After setting manual seed in PyTorch, if we apply dropouts in two scenarios on the same layers:
Scenario 1: 10% dropout on linear layer 6 with seed 2024
Scenario 2: 20% dropout on the same linear layer 6 with the same seed 2024
Will this always mean (deterministically) that in Scenario 2, the exact same neurons get dropped out as in Scenario 1 (for the 10%) + some additional neurons (for the remaining 10%)?
Or, does Scenario 2 randomly drop out neurons that may or may not be a part of the original 10% from Scenario 1?
You should assume the second behavior, i.e. no random numbers will be shared between these calls sampling different masks. You could see the same values but there would be no guarantee as e.g. the vectorization might differ between these calls.
It is plausible that your 20% dropout drops all of the same elements as your 10%
dropout and then some.
I’m not aware of any documentation that addresses this detail.
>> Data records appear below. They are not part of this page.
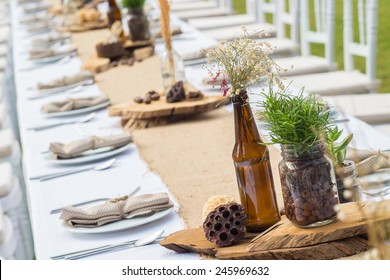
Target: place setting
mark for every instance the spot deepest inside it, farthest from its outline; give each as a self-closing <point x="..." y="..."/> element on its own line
<point x="66" y="84"/>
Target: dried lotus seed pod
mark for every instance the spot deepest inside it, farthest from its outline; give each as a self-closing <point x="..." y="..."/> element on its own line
<point x="215" y="201"/>
<point x="225" y="225"/>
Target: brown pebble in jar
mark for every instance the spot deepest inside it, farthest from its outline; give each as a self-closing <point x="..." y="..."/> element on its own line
<point x="138" y="100"/>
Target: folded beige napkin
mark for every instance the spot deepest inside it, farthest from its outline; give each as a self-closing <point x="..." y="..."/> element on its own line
<point x="40" y="26"/>
<point x="42" y="53"/>
<point x="75" y="148"/>
<point x="50" y="39"/>
<point x="67" y="80"/>
<point x="116" y="209"/>
<point x="73" y="104"/>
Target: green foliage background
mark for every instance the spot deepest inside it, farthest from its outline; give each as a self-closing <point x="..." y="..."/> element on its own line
<point x="383" y="40"/>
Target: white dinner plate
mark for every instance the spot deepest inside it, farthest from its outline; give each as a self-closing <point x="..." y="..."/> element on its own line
<point x="45" y="92"/>
<point x="78" y="111"/>
<point x="50" y="59"/>
<point x="120" y="225"/>
<point x="90" y="155"/>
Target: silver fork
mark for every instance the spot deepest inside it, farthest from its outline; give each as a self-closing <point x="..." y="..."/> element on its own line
<point x="58" y="210"/>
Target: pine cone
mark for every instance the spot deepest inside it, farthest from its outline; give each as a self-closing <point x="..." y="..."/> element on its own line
<point x="176" y="93"/>
<point x="225" y="225"/>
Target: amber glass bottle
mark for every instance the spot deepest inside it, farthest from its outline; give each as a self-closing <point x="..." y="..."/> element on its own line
<point x="253" y="170"/>
<point x="114" y="14"/>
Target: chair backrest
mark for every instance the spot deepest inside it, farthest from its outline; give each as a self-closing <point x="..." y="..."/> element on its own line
<point x="324" y="27"/>
<point x="263" y="8"/>
<point x="367" y="26"/>
<point x="287" y="15"/>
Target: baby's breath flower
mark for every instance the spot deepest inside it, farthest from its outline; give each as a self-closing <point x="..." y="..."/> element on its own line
<point x="244" y="61"/>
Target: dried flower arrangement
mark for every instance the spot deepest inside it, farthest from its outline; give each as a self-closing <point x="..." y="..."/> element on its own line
<point x="244" y="61"/>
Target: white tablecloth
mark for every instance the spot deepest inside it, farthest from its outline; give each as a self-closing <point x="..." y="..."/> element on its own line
<point x="50" y="236"/>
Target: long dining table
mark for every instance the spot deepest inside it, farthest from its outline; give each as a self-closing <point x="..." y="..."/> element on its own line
<point x="51" y="237"/>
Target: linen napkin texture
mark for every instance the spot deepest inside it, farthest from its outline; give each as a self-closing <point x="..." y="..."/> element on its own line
<point x="76" y="148"/>
<point x="116" y="209"/>
<point x="50" y="39"/>
<point x="73" y="104"/>
<point x="40" y="26"/>
<point x="44" y="52"/>
<point x="67" y="80"/>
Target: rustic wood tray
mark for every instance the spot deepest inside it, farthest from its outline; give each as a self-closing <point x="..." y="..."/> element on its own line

Yes. It is straightforward to test, and it appears to work as you suggest:
>>> import torch
>>> print (torch.__version__)
2.3.0
>>>
>>> t = torch.ones (1000000, 1)
>>>
>>> _ = torch.manual_seed (2024)
>>> d10 = torch.nn.Dropout1d (p = 0.10) (t)
>>>
>>> _ = torch.manual_seed (2024)
>>> d20 = torch.nn.Dropout1d (p = 0.20) (t)
>>>
>>> (d20[d10 == 0.0] != 0.0).sum() # number of elements that were dropped out in d10, but not in d20
tensor(0)
However, you shouldn’t rely on this behavior. It could change based on the size
of your tensor, on gpu vs. cpu, etc., and could well change in future versions.